Covariance in models of loop quantum gravity: Spherical symmetry

TL;DR

This paper examines the covariance and anomaly-freedom of loop quantum gravity models with spherical symmetry, highlighting limitations of Abelianization methods in preserving classical gauge structure, especially with matter fields.

Contribution

It clarifies that Abelianization of constraints does not automatically ensure a covariant, anomaly-free quantum theory with correct classical limit in spherical symmetry models.

Findings

Abelianized constraints can be quantized easily but may break covariance.

Matter theories with local degrees of freedom are not covariant after Abelianization.

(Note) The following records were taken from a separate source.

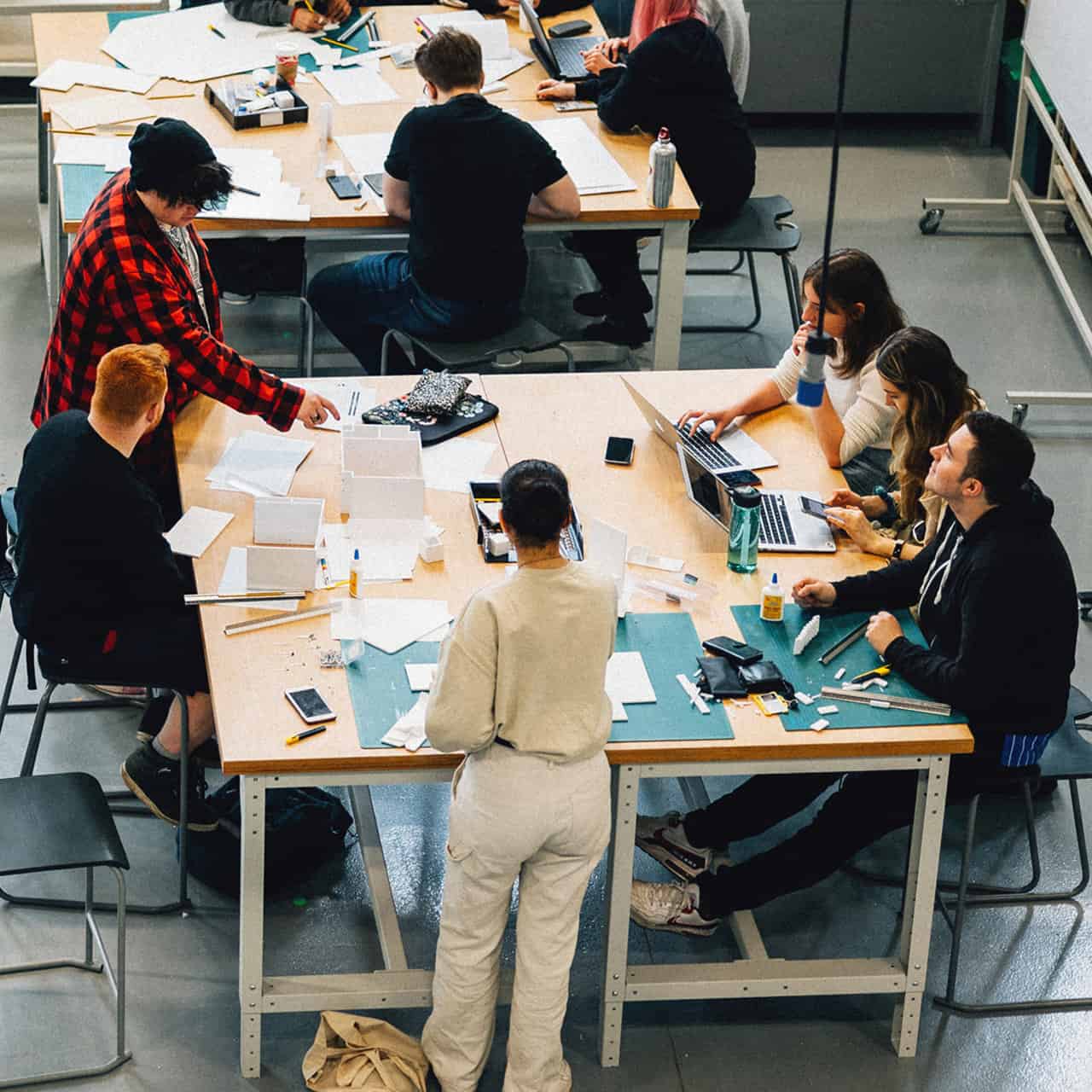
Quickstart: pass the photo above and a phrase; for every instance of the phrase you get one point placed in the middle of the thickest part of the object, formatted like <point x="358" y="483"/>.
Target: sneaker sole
<point x="201" y="828"/>
<point x="689" y="931"/>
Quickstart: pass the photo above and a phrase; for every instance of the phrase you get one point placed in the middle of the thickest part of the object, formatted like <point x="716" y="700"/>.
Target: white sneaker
<point x="671" y="907"/>
<point x="664" y="838"/>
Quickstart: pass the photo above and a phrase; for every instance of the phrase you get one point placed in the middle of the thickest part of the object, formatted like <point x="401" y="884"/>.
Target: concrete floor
<point x="987" y="292"/>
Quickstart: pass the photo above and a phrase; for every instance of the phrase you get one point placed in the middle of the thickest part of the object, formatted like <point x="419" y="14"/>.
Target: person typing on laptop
<point x="995" y="593"/>
<point x="676" y="78"/>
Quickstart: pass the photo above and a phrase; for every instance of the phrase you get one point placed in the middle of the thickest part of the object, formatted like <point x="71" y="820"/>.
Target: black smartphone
<point x="344" y="188"/>
<point x="738" y="652"/>
<point x="619" y="451"/>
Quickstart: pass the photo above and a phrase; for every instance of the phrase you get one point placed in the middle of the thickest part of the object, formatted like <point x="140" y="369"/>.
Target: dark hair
<point x="853" y="277"/>
<point x="534" y="500"/>
<point x="206" y="186"/>
<point x="1002" y="457"/>
<point x="938" y="398"/>
<point x="450" y="59"/>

Results agree with earlier canonical effective methods, including signature change phenomena.

Abstract

Spherically symmetric models of loop quantum gravity have been studied recently by different methods that aim to deal with structure functions in the usual constraint algebra of gravitational systems. As noticed by Gambini and Pullin, a linear redefinition of the constraints (with phase-space dependent coefficients) can be used to eliminate structure functions, even Abelianizing the more-difficult part of the constraint algebra. The Abelianized constraints can then easily be quantized or modified by putative quantum effects. As pointed out here, however, the method does not automatically provide a covariant quantization, defined as an anomaly-free quantum theory with a classical limit in which the usual (off-shell) gauge structure of hypersurface deformations in space-time appears. The holonomy-modified vacuum theory based on Abelianization is covariant in this sense, but matter theories with local degrees of freedom are not. Detailed demonstrations of these statements show complete agreement with results of canonical effective methods applied earlier to the same systems (including signature change).